Death Deals a Hand: A California Zephyr Mystery

Written by Janet Dawson
Review by Lauren Miller

A year after the disastrous run on the California Zephyr that included a rockslide and a murder in Death Rides the Zephyr, and Jill McLeod is back riding the rails! The westbound trip to California is about to bring new challenges her way, including estranged relations, headstrong teenagers and a few disquieting passengers whom Jill suspects may have checkered pasts. When a poker game sweep results in murder, all bets are off in this whodunit set aboard the 1950s streamliner with the Vista-Dome experience.

Dawson introduces some enjoyable new characters, including Lois Demarest, sweet sixteen and already a handful for her parents, and Pamela Larch, a Southern beauty with a bad case of wanderlust. Readers will be kept on edge as they follow along with Jill’s sleuthing to sort rumor from fact and identify the killer before the villain eludes capture by disembarking on one of the many stops along the route.

Readers who enjoyed the day-to-day account from the first novel will find the sequel bears the same style, but the details can be distracting at best, disengaging at worst.
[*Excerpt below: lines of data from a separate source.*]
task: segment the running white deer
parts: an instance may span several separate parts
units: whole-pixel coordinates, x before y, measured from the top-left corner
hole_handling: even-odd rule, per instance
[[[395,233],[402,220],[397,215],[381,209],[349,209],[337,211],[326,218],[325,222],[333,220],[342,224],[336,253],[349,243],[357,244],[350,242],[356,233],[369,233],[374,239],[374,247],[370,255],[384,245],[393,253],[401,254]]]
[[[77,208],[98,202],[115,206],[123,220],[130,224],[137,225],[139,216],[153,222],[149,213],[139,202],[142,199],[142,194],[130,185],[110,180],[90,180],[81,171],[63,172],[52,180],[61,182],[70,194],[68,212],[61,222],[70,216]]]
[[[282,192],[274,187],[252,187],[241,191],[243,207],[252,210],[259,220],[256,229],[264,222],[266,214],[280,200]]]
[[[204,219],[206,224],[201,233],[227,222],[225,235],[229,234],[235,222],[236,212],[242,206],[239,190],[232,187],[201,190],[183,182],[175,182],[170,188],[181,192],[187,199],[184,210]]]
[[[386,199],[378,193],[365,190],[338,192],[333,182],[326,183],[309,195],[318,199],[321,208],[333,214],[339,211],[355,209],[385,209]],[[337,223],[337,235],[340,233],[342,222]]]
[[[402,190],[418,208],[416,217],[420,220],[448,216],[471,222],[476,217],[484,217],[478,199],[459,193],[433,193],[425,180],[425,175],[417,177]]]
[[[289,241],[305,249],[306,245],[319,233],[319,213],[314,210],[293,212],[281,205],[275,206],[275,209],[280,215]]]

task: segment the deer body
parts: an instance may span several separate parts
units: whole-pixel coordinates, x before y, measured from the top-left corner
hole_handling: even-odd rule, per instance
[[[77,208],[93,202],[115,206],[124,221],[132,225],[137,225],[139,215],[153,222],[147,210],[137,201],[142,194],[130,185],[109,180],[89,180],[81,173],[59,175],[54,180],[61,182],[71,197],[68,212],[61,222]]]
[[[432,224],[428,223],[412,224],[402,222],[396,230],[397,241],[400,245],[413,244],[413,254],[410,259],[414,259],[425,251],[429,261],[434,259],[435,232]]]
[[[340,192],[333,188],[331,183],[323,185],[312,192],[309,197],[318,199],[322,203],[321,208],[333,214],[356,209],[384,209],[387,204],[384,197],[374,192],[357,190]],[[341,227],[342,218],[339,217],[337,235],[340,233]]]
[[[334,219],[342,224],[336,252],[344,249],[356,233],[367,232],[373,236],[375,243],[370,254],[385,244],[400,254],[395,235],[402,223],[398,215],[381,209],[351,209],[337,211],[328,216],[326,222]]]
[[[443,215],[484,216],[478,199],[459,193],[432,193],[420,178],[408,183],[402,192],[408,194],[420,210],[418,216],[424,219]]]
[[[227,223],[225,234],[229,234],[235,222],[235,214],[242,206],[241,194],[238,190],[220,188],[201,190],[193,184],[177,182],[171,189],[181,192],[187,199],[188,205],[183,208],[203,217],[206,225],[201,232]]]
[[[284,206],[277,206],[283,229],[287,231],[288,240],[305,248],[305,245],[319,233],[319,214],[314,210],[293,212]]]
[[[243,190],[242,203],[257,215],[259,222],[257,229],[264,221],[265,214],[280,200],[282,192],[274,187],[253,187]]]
Dawson’s overuse of time references can be off-putting and jarring, interrupting the flow of the text.

Dialogue is interrupted by exposition dumps that could be conveyed later, and at some points, the awkwardly-inserted research feels like fact-dropping or conversational tangents that feel tacked as if to remind the reader, “hey, this is the 1950s!” It may not be a train wreck, but the starts and stops result in far from a smooth ride.